As Terras Indígenas (TIs) com povos isolados do Boletim Sirad Isolados tiveram em março o mês com maior desmatamento desde o início do monitoramento. O boletim encontrou 561 hectares de floresta derrubados, um aumento de 776% em relação ao mês de fevereiro. As Terras Indígenas Piripkura, Araribóia e Uru-Eu-Wau-Wau foram as mais afetadas pela explosão das invasões.

O aumento está ligado à redução das chuvas na região, o que facilita novas invasões e a ampliação de áreas já invadidas. Mas a conjuntura política também tem estimulado a derrubada da floresta. “Estamos percebendo, desde o início desse governo federal, que a cada mês a gente bate um novo recorde”, comenta Antonio Oviedo, pesquisador do Programa de Monitoramento de Áreas Protegidas do ISA. “A curva ascendente de escalada de desmatamento e invasão tem crescido progressivamente desde o início de 2019”.

O avanço de projetos legislativos como o PL 2633/2020, que prevê a alteração de normas de regularização fundiária, e o PL 510/2021, conhecido como “PL da grilagem”, tem estimulado madeireiros e grileiros a seguirem invadindo unidades de conservação e terras indígenas, na esperança de que, com o atual governo, irão receber os títulos destas terras.

No caso da Terra Indígena Piripkura, por exemplo, a Portaria de Restrição de Uso, instrumento que garante a proteção desse território, vence ainda neste ano. A expectativa dos invasores é de que o governo federal não renove a Portaria desta terra, território do povo Piripkura. “Não há dúvidas de que o aumento do número de registros do Cadastro Ambiental Rural irregulares nessas terras já é um caso pensado”, afirma Oviedo, referindo-se ao CAR, um registro autodeclaratório de ocupação da terra, que não tem validade jurídica ou fundiária, mas que é usado de forma ilegal como um documento para comprovar propriedade da terra e, muitas vezes, colocá-la à venda. Não é à toa que Piripkura representa 92% do total da área desmatada no mês de março para os territórios monitorados.

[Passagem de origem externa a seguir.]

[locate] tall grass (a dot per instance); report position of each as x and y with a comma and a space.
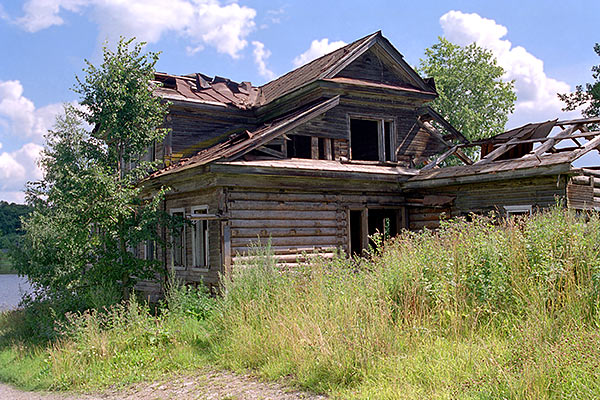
477, 309
480, 309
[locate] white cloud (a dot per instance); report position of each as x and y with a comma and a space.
3, 14
16, 169
536, 92
202, 22
21, 117
317, 49
260, 58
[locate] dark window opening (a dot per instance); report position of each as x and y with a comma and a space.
299, 147
356, 232
364, 139
387, 139
383, 221
322, 149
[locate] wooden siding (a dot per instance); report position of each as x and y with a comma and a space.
583, 191
295, 223
483, 198
193, 130
370, 67
410, 140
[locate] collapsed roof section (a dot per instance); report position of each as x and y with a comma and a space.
551, 145
219, 91
240, 144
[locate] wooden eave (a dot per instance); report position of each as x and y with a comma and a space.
314, 169
367, 88
238, 145
483, 177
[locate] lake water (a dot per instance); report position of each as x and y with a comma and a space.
11, 289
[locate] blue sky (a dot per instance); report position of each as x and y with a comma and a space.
545, 46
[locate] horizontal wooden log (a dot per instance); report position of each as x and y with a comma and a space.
424, 224
287, 215
426, 217
284, 241
282, 232
302, 257
281, 205
289, 249
277, 196
581, 180
285, 223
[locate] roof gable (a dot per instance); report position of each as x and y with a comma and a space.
343, 60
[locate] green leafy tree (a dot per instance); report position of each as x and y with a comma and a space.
87, 211
472, 95
587, 95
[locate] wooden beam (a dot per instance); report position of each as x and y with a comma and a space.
314, 148
548, 144
271, 152
586, 134
364, 229
440, 159
328, 152
498, 152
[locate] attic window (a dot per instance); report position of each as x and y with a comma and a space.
372, 140
299, 147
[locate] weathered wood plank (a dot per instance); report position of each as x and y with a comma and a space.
282, 232
262, 214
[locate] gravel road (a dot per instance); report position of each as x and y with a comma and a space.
208, 385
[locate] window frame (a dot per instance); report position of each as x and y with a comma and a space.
173, 211
206, 240
381, 120
153, 254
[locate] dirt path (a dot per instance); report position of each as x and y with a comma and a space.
206, 386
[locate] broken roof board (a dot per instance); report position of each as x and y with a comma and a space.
244, 96
237, 145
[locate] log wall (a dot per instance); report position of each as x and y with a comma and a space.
542, 192
295, 223
583, 191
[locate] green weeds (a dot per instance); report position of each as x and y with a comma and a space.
481, 309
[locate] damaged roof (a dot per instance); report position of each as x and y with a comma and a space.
220, 91
239, 144
547, 153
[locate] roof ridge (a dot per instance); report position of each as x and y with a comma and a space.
321, 57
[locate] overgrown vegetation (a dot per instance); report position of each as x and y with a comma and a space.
476, 310
88, 215
473, 97
10, 232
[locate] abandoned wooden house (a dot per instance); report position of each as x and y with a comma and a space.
322, 157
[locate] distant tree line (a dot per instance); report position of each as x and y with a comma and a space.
10, 222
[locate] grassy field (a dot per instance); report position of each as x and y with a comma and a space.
476, 310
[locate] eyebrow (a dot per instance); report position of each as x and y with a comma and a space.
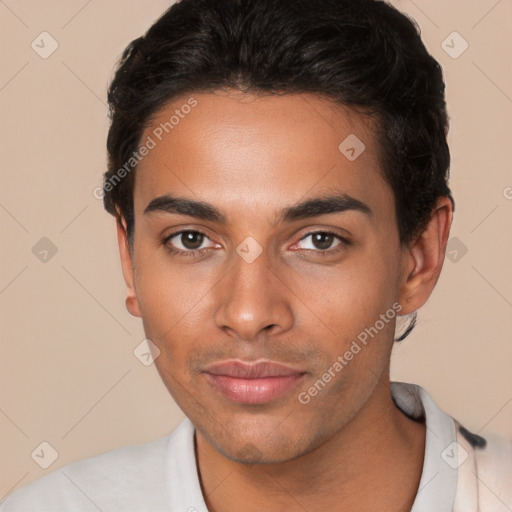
325, 205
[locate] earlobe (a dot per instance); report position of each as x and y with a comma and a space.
423, 259
132, 303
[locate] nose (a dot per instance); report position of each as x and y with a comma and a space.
253, 298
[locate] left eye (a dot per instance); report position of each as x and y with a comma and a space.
187, 240
321, 241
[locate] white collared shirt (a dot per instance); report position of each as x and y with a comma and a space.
457, 476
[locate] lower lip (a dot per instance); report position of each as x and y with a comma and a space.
253, 391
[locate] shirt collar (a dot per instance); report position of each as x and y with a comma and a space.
438, 481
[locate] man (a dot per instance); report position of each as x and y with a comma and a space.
278, 172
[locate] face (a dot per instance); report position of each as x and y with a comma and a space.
255, 265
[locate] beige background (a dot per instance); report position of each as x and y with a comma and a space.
68, 373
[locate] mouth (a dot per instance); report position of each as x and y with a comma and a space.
252, 382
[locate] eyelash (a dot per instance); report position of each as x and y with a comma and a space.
195, 253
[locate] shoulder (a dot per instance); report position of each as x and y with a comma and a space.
485, 472
131, 476
494, 473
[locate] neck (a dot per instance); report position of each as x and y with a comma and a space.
373, 463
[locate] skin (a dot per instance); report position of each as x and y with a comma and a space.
350, 448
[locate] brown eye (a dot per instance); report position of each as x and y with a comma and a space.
322, 241
192, 239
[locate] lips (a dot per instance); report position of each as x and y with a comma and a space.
252, 382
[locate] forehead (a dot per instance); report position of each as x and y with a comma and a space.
259, 152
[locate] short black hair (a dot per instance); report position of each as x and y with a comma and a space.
363, 54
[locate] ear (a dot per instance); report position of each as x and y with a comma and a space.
424, 258
132, 304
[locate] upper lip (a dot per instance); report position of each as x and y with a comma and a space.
251, 370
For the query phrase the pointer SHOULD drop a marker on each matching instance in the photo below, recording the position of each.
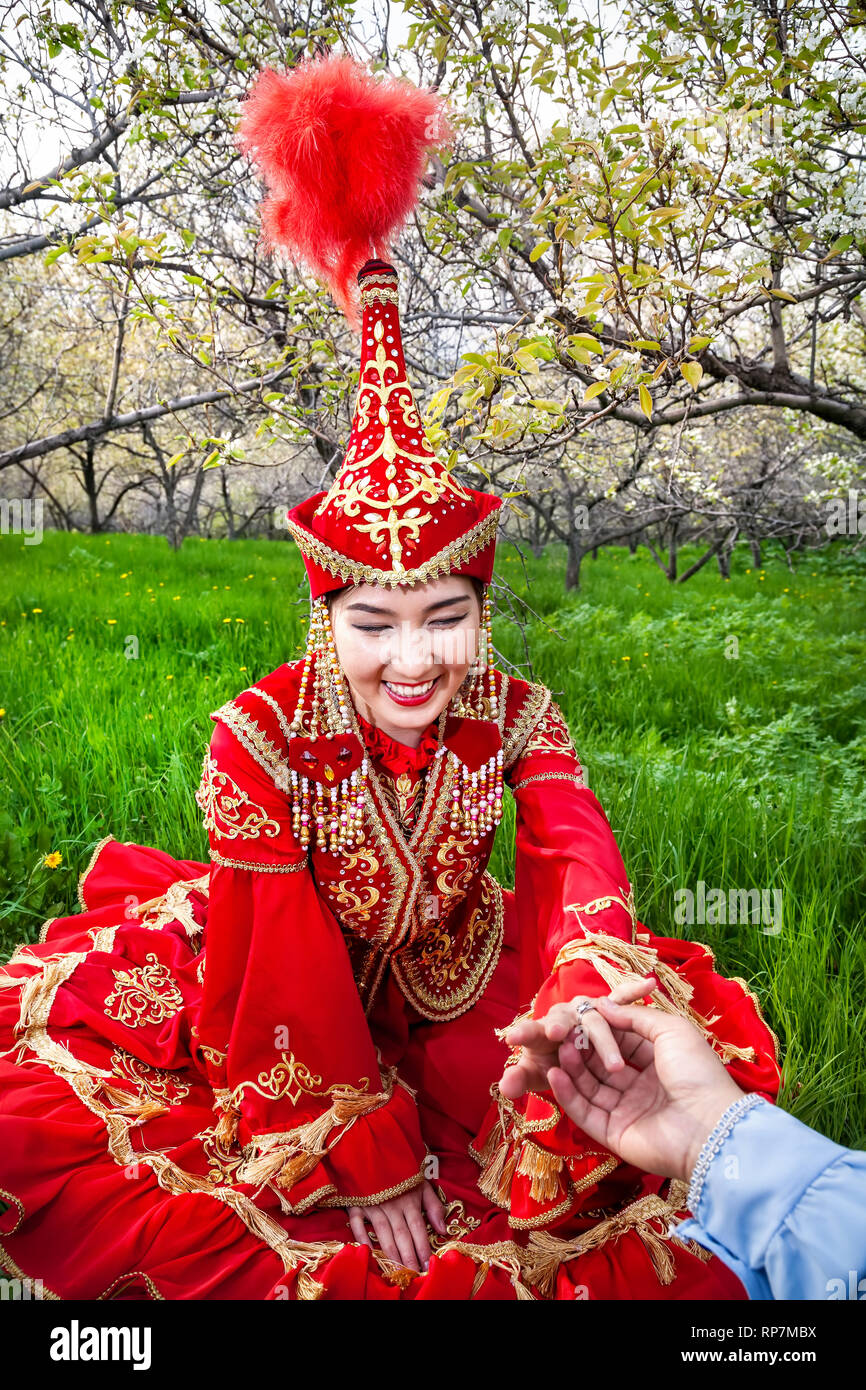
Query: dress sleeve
(298, 1082)
(580, 936)
(793, 1225)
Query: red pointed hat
(331, 142)
(395, 513)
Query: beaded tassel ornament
(327, 767)
(477, 791)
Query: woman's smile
(403, 692)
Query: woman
(278, 1075)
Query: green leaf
(840, 245)
(692, 371)
(587, 342)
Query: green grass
(741, 770)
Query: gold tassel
(495, 1182)
(225, 1129)
(544, 1169)
(546, 1253)
(635, 963)
(306, 1287)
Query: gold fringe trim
(544, 1169)
(502, 1254)
(546, 1253)
(88, 1084)
(623, 961)
(288, 1157)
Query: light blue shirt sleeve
(786, 1209)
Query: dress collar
(398, 756)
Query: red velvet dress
(207, 1064)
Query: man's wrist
(715, 1141)
(713, 1107)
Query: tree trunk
(573, 563)
(89, 481)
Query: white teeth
(409, 690)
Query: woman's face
(406, 651)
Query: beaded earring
(327, 766)
(477, 791)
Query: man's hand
(541, 1040)
(658, 1109)
(399, 1225)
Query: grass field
(722, 724)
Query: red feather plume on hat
(342, 154)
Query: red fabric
(370, 524)
(111, 1112)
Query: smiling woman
(242, 1066)
(406, 652)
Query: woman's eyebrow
(369, 608)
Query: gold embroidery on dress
(221, 1162)
(173, 905)
(431, 962)
(405, 797)
(459, 869)
(531, 710)
(350, 906)
(145, 994)
(227, 809)
(287, 1080)
(255, 740)
(153, 1083)
(256, 865)
(551, 734)
(524, 781)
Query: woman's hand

Oviedo também relembra o Projeto de Lei Complementar, aprovado na Assembleia Legislativa de Rondônia, que reduz cerca de 200 mil hectares da Reserva Extrativista Jaci-Paraná e do Parque Estadual de Guajará-Mirim. “Os invasores desmatam a terra inteira, tudo vira pasto e isso cria um argumento para revisar o limite e retirar esses territórios das Unidades de Conservação. Estão desmatando em uma velocidade tremenda para usar esse argumento”, afirma Oviedo.

Sirad-Isolados

O ataque à Terra Indígena Piripkura continuou intenso. Essa terra sozinha representa 92% do total da área desmatada no mês de março. O Boletim identificou a maior invasão até agora: 518,8 hectares de floresta primária desmatados em um único mês. A velocidade do desmatamento evidencia a presença de máquinas e muitos trabalhadores para a destruição da floresta. Ao todo, são mais de 2 mil hectares devastados dentro desta TI em oito meses.

Já na Terra Indígena Araribóia foram identificados 25,4 hectares desmatados em março, um aumento de aproximadamente 32% em relação ao mês anterior. Em janeiro, o território havia apresentado um desmatamento de 31 hectares.

Na Terra Indígena Caru, foram identificados 11 hectares desmatados no mês de março. Com a diminuição das chuvas, ocorreram novas invasões e ampliação de áreas já invadidas anteriormente.

A Terra Indígena Uru-Eu-Wau-Wau é a maior do estado de Rondônia e uma das mais pressionadas. Em março, foram 4,5 hectares de desmatamento. A situação deve piorar: o monitoramento identificou a invasão e a degradação de uma área de floresta primária, intocada até então. Isso significa que os invasores já estão retirando recursos dessa área, roubando madeira da região. O estrago, por hora, ainda fica encoberto pelo dossel de outras árvores e não é possível quantificar o tamanho da área. Depois da retirada das madeiras mais valiosas, os invasores costumam efetuar o corte raso, que é a derrubada integral da floresta para a implantação de pastagens – essas clareiras amplas na floresta são identificadas mais facilmente pelas imagens de satélite utilizadas para a fiscalização do crime ambiental.